Art Criticism & Agendas: Soft Talk & Solidarity

APRIL 14, 3PM
A.I.R. Gallery, 155 Plymouth St, Brooklyn, NY

Art+Criticism+&+Agendas+v5

A conversation with Annie Godfrey Larmon and Leslie Dick, moderated by Mira Dayal

A.I.R. Gallery and SOHO20 are pleased to announce a collaborative programming series, Art Criticism & Agendas, to be held at both spaces this spring, as a conceptual extension of SOHO20’s “Rethinking Feminism” initiative. Art Criticism & Agendas will consider how different writers position their criticism as an act of solidarity, for whom, and on what terms. In one of its earliest uses, solidarity—a complicated term whose meaning has shifted over time—was tied to the concept of debt, signifying that each involved party could be held financially responsible for another. By implication, mutual support was a kind of social obligation. In thinking about this logic with respect to criticism, what does it mean to have an “agenda” while writing? While “having an agenda” is usually seen as a detriment or conflict, these conversations will consider how this implied level of planning and obligation might be productive for feminist objectives.

The first panel in the series, Art Criticism & Agendas: Soft Talk & Solidarity, on April 14th at A.I.R. Gallery, features Annie Godfrey Larmon and Leslie Dick, moderated by SOHO20 Curatorial Fellow Mira Dayal. The two terms in this panel’s title, “soft talk” and “solidarity,” are key to Larmon’s recent essay “Dirt is Clean When There is a Volume,” published in apricota, and Dick’s “Soft Talk,” published in X-TRA. Both Larmon and Dick suggest, in different contexts, that critique is a method of support, but that support should generate both tension and discovery. Both writers also contend with other artists’, professors’, institutions’, or authorities’ responses to the described critical approaches.

Attendees will be invited to read these selected essays in advance for context, although all are welcome to thoughtfully respond to the discussion regardless of preparation.

Read “Dirt is Clean When There is a Volume” by Annie Godfrey Larmon here.
Read “Soft Talk” by Leslie Dick here.

Annie Godfrey Larmon is a writer and editor based in New York. Her writing has appeared in apricota, Artforum, BBC Culture, Bookforum, CURA., Even, Frieze, MAY, The Miami Rail, Spike, Texte zur Kunst, Topical Cream, Vdrome, WdW Review, and The White Review. The recipient of a 2016 Creative Capital | Warhol Foundation Arts Writers Grant for short-form writing, she is the editor of publications for the inaugural Okayama Art Summit and a former international reviews editor of Artforum.
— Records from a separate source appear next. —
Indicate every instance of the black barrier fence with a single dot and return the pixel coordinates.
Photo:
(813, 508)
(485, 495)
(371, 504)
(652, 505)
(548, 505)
Last year, she was a writer in residence at the LUMA Foundation in Arles, France and at Mahler & LeWitt Studios in Spoleto, Italy. She is currently at work on her first novel and a monograph on the work of Beverly Pepper.

Leslie Dick is a writer who has taught in the Art Program at CalArts since 1992. Currently she also works as a Visiting Critic in Sculpture at Yale School of Art. She published two novels and a book of short fiction, and her writing on art has appeared in various magazines, journals, and catalogues. Recent publications include: “Soft Talk: Thoughts on Critique,” X-TRA; “Marisa Merz: Unavailable,” X-TRA; and “Intentional Accidents: Reflections on Sarah Charlesworth’s Stills,” X-TRA. Her piece “The Interpretation of Dreams” was reprinted in Writers Who Love Too Much: New Narrative Writing 1977-1997, eds. Dodie Bellamy and Kevin Killian (Nightboat, 2017).

Mira Dayal is an artist, critic, and curator based in New York. She is the founding editor of the Journal of Art Criticism, co-curator of the collaborative artist publication prompt:, and an assistant editor at Artforum. Dayal’s studio work has focused on the routines and materialities of language and the body. Her most recent solo exhibition was at Lubov gallery in January 2019. Past shows include Material Metaphors at NARS Foundation, Spectral Imprints at A.I.R. Gallery on Governor’s Island, and Volley at Abrons Art Center. Extending and researching these interests, Dayal has previously curated programming and exhibitions on the subjects of intimacy, material residues, and commemoration for venues including Helena Anrather Gallery, A.I.R. Gallery, the Pfizer Building, and Barnard College; she also assisted New Museum curator Margot Norton with research for Sequences VIII: Elastic Hours, a biennial in Reykjavik. Dayal’s curatorial practice primarily engages the work of emerging and underrepresented artists. In September 2018, she curated a show of Lizzy De Vita and Hong Seon Jang for 5-50 Gallery, followed by Formula 1 at CUE Art Foundation, where she is a Curatorial Fellow, in April 2019.

This program is funded in part by the NY Department of Cultural Affairs, and is a conceptual extension of the +/- Project Space.